The dose should be given in three or four divided doses. The daily dose should be adjusted after a few days with the aim of lowering the mean plasma/serum cortisol levels and/or the 24-hour urinary free-cortisol levels to a normal target value or until the maximal tolerated dose of metyrapone is reached.
Mean serum/plasma cortisol levels may be calculated from the average of 5 to 6 plasma/serum samples obtained throughout a day or from cortisol levels obtained just before the morning dose. Once weekly monitoring of plasma/serum cortisol levels and/or a 24-hour free urinary cortisol levels is necessary to allow further dose adjustments if needed.
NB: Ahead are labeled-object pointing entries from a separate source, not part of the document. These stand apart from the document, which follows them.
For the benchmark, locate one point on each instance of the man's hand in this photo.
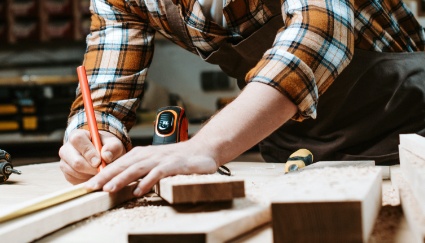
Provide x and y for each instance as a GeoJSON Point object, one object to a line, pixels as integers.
{"type": "Point", "coordinates": [152, 163]}
{"type": "Point", "coordinates": [80, 159]}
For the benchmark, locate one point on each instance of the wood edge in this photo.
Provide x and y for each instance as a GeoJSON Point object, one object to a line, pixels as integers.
{"type": "Point", "coordinates": [43, 222]}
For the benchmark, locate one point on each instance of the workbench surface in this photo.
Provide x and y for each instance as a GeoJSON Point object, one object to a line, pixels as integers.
{"type": "Point", "coordinates": [115, 224]}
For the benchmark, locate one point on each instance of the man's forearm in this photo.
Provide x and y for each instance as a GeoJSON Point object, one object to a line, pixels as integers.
{"type": "Point", "coordinates": [253, 115]}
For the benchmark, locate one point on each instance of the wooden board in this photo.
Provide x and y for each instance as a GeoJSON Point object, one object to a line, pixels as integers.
{"type": "Point", "coordinates": [412, 164]}
{"type": "Point", "coordinates": [152, 218]}
{"type": "Point", "coordinates": [42, 180]}
{"type": "Point", "coordinates": [200, 188]}
{"type": "Point", "coordinates": [337, 204]}
{"type": "Point", "coordinates": [411, 206]}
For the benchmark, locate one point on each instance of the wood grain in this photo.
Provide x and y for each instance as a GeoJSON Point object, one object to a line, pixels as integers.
{"type": "Point", "coordinates": [412, 164]}
{"type": "Point", "coordinates": [200, 188]}
{"type": "Point", "coordinates": [337, 204]}
{"type": "Point", "coordinates": [411, 206]}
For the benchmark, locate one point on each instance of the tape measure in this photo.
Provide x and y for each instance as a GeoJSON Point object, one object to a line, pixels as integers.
{"type": "Point", "coordinates": [171, 125]}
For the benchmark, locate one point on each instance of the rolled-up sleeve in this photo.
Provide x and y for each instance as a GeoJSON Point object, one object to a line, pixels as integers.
{"type": "Point", "coordinates": [314, 46]}
{"type": "Point", "coordinates": [119, 52]}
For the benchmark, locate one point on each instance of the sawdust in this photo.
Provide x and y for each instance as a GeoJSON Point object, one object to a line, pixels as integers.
{"type": "Point", "coordinates": [144, 210]}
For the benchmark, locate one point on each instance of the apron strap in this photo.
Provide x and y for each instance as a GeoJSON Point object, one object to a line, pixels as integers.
{"type": "Point", "coordinates": [177, 25]}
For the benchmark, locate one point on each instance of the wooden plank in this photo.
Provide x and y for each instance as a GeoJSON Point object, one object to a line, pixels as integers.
{"type": "Point", "coordinates": [40, 223]}
{"type": "Point", "coordinates": [43, 202]}
{"type": "Point", "coordinates": [152, 218]}
{"type": "Point", "coordinates": [200, 188]}
{"type": "Point", "coordinates": [411, 206]}
{"type": "Point", "coordinates": [331, 204]}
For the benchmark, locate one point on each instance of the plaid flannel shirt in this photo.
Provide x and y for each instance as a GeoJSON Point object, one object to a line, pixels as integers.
{"type": "Point", "coordinates": [315, 44]}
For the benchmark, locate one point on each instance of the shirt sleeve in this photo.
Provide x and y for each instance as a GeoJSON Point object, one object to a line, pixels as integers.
{"type": "Point", "coordinates": [119, 52]}
{"type": "Point", "coordinates": [314, 46]}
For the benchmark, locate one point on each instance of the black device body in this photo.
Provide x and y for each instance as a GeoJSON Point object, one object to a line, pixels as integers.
{"type": "Point", "coordinates": [171, 125]}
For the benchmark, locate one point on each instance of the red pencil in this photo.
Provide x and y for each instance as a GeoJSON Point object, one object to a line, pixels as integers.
{"type": "Point", "coordinates": [88, 106]}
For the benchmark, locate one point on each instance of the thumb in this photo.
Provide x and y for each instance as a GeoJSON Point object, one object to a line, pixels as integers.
{"type": "Point", "coordinates": [112, 148]}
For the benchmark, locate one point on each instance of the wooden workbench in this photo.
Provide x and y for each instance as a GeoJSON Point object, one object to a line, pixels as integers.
{"type": "Point", "coordinates": [114, 225]}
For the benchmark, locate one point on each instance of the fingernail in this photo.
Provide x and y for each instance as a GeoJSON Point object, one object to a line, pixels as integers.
{"type": "Point", "coordinates": [107, 156]}
{"type": "Point", "coordinates": [137, 192]}
{"type": "Point", "coordinates": [109, 187]}
{"type": "Point", "coordinates": [95, 161]}
{"type": "Point", "coordinates": [91, 185]}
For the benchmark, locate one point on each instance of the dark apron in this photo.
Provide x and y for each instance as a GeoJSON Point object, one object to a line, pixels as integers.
{"type": "Point", "coordinates": [376, 98]}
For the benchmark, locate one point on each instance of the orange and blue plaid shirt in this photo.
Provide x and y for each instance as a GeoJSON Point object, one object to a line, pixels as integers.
{"type": "Point", "coordinates": [315, 44]}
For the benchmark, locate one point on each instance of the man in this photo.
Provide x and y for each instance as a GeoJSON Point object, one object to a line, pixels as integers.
{"type": "Point", "coordinates": [341, 78]}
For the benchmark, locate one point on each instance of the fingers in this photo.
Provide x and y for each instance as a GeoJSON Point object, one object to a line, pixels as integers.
{"type": "Point", "coordinates": [112, 148]}
{"type": "Point", "coordinates": [74, 166]}
{"type": "Point", "coordinates": [121, 173]}
{"type": "Point", "coordinates": [80, 140]}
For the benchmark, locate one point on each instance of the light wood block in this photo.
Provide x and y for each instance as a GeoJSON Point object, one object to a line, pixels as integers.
{"type": "Point", "coordinates": [330, 204]}
{"type": "Point", "coordinates": [411, 206]}
{"type": "Point", "coordinates": [35, 225]}
{"type": "Point", "coordinates": [200, 188]}
{"type": "Point", "coordinates": [412, 165]}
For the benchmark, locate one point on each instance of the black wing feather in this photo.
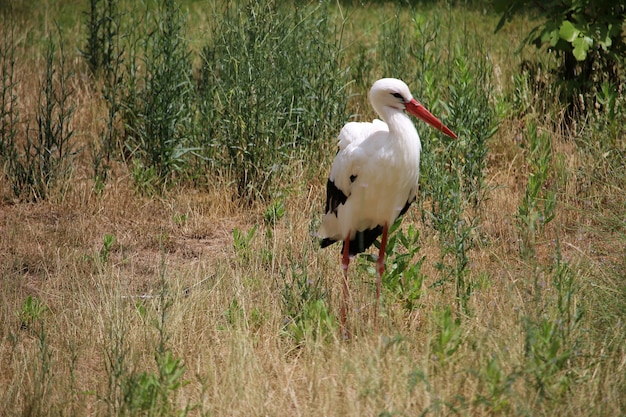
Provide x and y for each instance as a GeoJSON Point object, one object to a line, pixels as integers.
{"type": "Point", "coordinates": [363, 239]}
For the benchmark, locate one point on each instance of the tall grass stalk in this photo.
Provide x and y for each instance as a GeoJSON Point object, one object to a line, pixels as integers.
{"type": "Point", "coordinates": [159, 125]}
{"type": "Point", "coordinates": [44, 159]}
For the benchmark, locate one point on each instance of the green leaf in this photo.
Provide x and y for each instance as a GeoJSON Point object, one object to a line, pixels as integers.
{"type": "Point", "coordinates": [581, 46]}
{"type": "Point", "coordinates": [568, 32]}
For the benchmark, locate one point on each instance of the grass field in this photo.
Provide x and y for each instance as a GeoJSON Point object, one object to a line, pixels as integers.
{"type": "Point", "coordinates": [156, 255]}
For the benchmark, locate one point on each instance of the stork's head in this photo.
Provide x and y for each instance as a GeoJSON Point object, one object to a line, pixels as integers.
{"type": "Point", "coordinates": [389, 94]}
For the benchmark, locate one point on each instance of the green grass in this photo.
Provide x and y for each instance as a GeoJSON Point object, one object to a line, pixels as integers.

The dose-adjustment period is usually 1 to 4 weeks. When cortisol levels are close to the optimal levels, longer periods (generally once a month or every 2 months) are sufficient for the monitoring. A physiological corticosteroid replacement therapy may be added to a complete cortisol blockade by metyrapone (block-and-replace regimen).
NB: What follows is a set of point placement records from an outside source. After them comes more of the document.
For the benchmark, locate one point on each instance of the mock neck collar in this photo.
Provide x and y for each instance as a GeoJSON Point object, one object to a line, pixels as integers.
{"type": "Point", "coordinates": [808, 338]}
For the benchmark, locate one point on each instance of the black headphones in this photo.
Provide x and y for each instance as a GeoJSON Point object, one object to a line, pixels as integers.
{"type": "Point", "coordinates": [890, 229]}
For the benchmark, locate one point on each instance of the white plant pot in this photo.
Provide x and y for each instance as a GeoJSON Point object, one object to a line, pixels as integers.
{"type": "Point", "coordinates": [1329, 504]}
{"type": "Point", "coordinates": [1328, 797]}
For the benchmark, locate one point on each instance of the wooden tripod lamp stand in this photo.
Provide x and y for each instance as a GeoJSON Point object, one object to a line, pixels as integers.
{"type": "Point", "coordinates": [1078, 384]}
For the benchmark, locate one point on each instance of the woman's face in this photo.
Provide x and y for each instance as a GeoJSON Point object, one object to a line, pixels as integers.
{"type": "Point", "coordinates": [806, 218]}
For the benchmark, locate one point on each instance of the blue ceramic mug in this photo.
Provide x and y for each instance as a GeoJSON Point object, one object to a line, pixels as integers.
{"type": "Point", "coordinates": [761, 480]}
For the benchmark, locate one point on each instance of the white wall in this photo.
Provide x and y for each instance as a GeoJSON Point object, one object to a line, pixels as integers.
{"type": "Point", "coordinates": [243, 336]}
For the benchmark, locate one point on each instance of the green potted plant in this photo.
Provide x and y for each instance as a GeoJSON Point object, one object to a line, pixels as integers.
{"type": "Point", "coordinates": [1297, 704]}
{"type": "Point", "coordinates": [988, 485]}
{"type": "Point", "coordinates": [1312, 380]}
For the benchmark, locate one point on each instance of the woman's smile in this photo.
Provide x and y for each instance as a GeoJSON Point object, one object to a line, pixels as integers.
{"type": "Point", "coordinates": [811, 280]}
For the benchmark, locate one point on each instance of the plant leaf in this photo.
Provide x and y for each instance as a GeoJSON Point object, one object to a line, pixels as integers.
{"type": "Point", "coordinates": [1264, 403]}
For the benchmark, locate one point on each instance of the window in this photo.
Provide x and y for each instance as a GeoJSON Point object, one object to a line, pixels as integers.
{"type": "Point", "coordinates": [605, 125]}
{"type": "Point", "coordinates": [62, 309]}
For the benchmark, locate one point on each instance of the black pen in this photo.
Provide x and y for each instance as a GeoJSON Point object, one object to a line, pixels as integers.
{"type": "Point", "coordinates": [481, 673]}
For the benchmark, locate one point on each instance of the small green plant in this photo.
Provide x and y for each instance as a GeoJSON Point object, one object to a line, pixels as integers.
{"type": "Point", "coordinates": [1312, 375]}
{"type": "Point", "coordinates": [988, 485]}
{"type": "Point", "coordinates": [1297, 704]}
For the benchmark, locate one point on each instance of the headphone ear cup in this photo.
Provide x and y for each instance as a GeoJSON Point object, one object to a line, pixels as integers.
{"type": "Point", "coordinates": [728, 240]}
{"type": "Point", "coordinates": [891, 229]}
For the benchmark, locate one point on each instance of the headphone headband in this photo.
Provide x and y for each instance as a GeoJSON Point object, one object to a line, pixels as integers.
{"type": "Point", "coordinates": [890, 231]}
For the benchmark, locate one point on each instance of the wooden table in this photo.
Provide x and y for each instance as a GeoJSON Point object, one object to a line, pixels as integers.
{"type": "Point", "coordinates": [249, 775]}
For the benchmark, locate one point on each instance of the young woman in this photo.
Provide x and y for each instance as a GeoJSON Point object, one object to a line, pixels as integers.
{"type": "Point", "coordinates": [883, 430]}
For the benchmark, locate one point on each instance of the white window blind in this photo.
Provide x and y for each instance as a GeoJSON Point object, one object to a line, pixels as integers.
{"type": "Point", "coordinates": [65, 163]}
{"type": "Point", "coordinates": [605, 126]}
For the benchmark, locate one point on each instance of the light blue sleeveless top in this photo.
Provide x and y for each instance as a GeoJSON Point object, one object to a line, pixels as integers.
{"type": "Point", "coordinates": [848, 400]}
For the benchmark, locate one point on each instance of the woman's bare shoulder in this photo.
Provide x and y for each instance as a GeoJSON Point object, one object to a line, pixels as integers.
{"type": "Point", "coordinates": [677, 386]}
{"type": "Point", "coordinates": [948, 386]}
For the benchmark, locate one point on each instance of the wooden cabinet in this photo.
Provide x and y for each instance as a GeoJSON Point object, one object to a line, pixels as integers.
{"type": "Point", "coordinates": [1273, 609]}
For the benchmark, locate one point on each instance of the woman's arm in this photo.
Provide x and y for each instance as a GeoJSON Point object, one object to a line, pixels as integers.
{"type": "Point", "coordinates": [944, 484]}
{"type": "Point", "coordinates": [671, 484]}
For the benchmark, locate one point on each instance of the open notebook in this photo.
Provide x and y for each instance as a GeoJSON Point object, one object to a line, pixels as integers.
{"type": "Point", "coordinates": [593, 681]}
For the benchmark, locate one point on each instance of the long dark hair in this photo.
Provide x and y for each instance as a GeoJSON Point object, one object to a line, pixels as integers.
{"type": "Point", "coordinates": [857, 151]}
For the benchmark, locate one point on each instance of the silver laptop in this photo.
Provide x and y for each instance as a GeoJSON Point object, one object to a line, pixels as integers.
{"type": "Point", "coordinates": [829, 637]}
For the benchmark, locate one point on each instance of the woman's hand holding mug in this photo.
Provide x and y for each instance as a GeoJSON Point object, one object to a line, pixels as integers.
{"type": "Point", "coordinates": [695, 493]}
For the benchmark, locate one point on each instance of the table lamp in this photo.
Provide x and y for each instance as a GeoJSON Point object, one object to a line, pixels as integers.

This should be started when the serum or urine cortisol is in the normal range and the metyrapone doses are increased to achieve complete suppression of cortisol secretion. In case of rapid dose-escalation or for patients with cyclic Cushing’s syndrome, a physiological corticosteroid replacement therapy may be added.
For the treatment of resistant oedema:
The usual daily dose of 3g (12 capsules) should be given in divided doses in conjunction with a glucocorticoid.
Special populations Paediatric population:
The paediatric dosage recommendation is based on limited data. Case reports showed that there is no specific dosage recommendation for paediatric use in the treatment of Cushing’s syndrome. The dose should be adjusted on an individual basis as a function of cortisol levels and tolerability.
Elderly population:
Dosage as for adults. There is limited data available on the use of metyrapone in elderly (≥ 65 years old). Clinical evidence would indicate that no special dosage regimen is necessary. Method of administration The capsules should be taken with milk or after a meal, to minimise nausea and vomiting, which can lead to impaired absorption.